Wednesday, October 8, 2003

Sony debuts new 'crossover' game

By Yuri Kageyama
The Associated Press

CHIBA, Japan - Sony Corp. offered a preview Tuesday of its next-generation PlayStation, a hybrid gaming machine with digital-media-hub features: a TV tuner, DVD and hard-drive recording and photo album and music player functions.

The muscled-up, network-ready console, called the PSX, testifies to the intensifying competition among consumer electronics companies to make the living room the locus of home digital entertainment.

About the size of the PlayStation2, the PSX is to go on sale in Japan late this year, beginning at $720 for a 160-gigabyte hard disk version that can record 200 hours of digital video.

Sony said the PSX will reach U.S. and European markets next year but did not provide prices.

The machine took center stage at the Sony booth at CEATEC Japan, an annual electronics show near Tokyo that runs through Saturday where Sony's rivals also showed off their wares.
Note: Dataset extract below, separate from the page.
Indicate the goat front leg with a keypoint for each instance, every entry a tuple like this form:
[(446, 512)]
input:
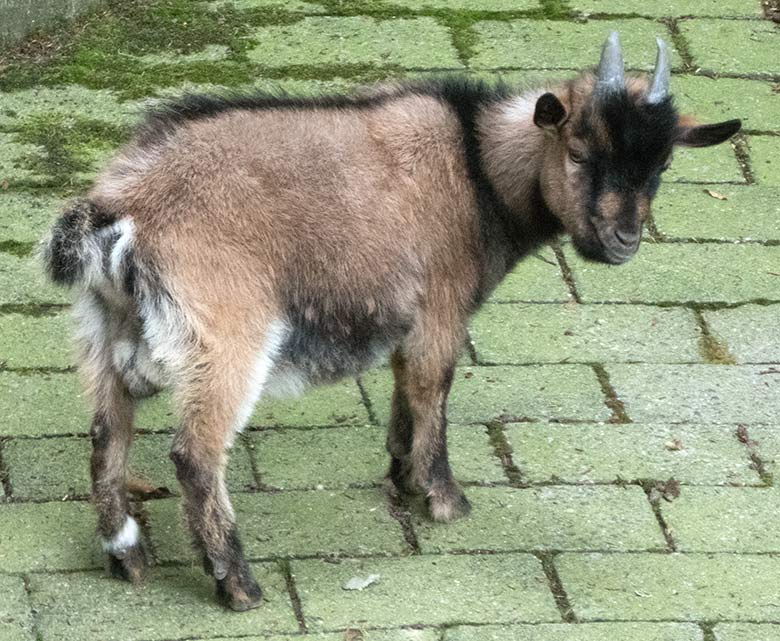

The PSX will ship with Ethernet and USB ports, enabling networking, online gaming and connections with such peripherals as digital cameras and game controllers. It includes a memory stick slot and plays both PlayStation and PlayStation2 games.

After decades of setting global trends with hits such as the Walkman, Sony has lost a bit of its shine lately, falling behind Matsushita Electric Industrial Co., the company behind the Panasonic brand, in DVD recorders and Sharp Corp. in flat-panel TVs in global market share.

Sony Chief Executive Nobuyuki Idei was cautious about the prospects for the PSX and refused to give a sales target, although he called the PSX one of Sony's main new offerings.

"We want to sell as much as possible," he said. "We want to create a new genre."

The PSX faces competition from souped-up "home entertainment" computers made by various manufacturers that are powered by Microsoft Corp.'s Windows XP Media Center software, which includes similar functions.

Sony is banking on the popularity of the PlayStation2 - which has sold 60 million worldwide, beating Nintendo Co.'s GameCube and Microsoft's Xbox - to give itself an edge in the DVD recorder market over rivals in the electronics sector that don't have a game unit.

The idea of a single machine that has a bit of everything seems logical and attractive to consumers.

But analysts say the game machine and audio-visual equipment don't necessarily go together because the life cycles of audio-visual machinery are so much shorter, requiring constant upgrades.

"The markets don't match," said Kazumasa Kubota, analyst with Okasan Securities Co. in Tokyo. "The PSX may sell in numbers when it first goes on sale, but it'd be tough to keep the sales going."

Kubota said Sony lacks a clear strategy and has fumbled in other new products such as the CoCoon, sold only in Japan so far, which links to the Internet and records TV shows. Sony has not released sales figures for CoCoon.

Sony's profits tumbled 98 percent in the first fiscal quarter through June from the previous year, falling to 1.1 billion yen ($10 million) as sales dipped 7 percent.